Due to aging shoulders, I am now considering switching from my 2012 Mathews Jewel (28" ATA hard cam) to a smoother drawing bow and will live with the reduction in fps. Right now on my short list are: Hoyt Defiant (non turbo) and Elite Spirit.

I have mostly eliminated the Spyder because I do not want another 28" ATA bow. I prefer to try a 30" ATA for my next bow. I also don't want a small valley.

Khaleesi, If you could kindly provie us a review after you get your bow, I would appreciate it. If you have time could you please check the speed at the Pro Shop using a chrono. If you chrono the bow, please include DW, DL and arrow weight? Thank you for your post.

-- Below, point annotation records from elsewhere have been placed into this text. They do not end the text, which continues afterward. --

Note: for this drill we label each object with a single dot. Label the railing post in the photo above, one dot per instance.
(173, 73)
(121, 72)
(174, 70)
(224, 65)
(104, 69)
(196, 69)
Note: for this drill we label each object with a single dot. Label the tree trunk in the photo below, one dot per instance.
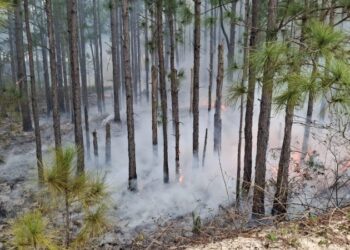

With a 24DL, it is nearly impossible to find a 24DL to try out bows.


----------



## Khaleesi (Dec 31, 2015)

I sure will, mtnmutt! It should be arriving very soon and I definitely plan to chrono it at my pro shop when we're tuning it. I'm a 25" DL with 26" arrows at 307 grains (currently) and a 40# DW (which I plan to set around 45 I think, depending on how it feels). I'll post a review as soon as I can


----------



## bow up (Sep 2, 2010)

Khaleesi said:


> I sure will, mtnmutt! It should be arriving very soon and I definitely plan to chrono it at my pro shop when we're tuning it. I'm a 25" DL with 26" arrows at 307 grains (currently) and a 40# DW (which I plan to set around 45 I think, depending on how it feels). I'll post a review as soon as I can


Can't wait for the review and pics


----------



## turkeygirl (Aug 13, 2006)

I'm hoping to order a Hoyt Defiant this week! Not sure what color, was looking at the Harvest brown or maybe Vixcen. I'm a 26" DL, will be 50 lb limbs, #1 cam I believe. I shot a DEfiant 34 at the shop and loved it, held rock steady. Just wondering if the 30 will be as steady, it would be shorter which might be nicer for bowhunting which is my intent and maybe some 3D.


----------



## bow up (Sep 2, 2010)

turkeygirl said:


> I'm hoping to order a Hoyt Defiant this week! Not sure what color, was looking at the Harvest brown or maybe Vixcen. I'm a 26" DL, will be 50 lb limbs, #1 cam I believe. I shot a DEfiant 34 at the shop and loved it, held rock steady. Just wondering if the 30 will be as steady, it would be shorter which might be nicer for bowhunting which is my intent and maybe some 3D.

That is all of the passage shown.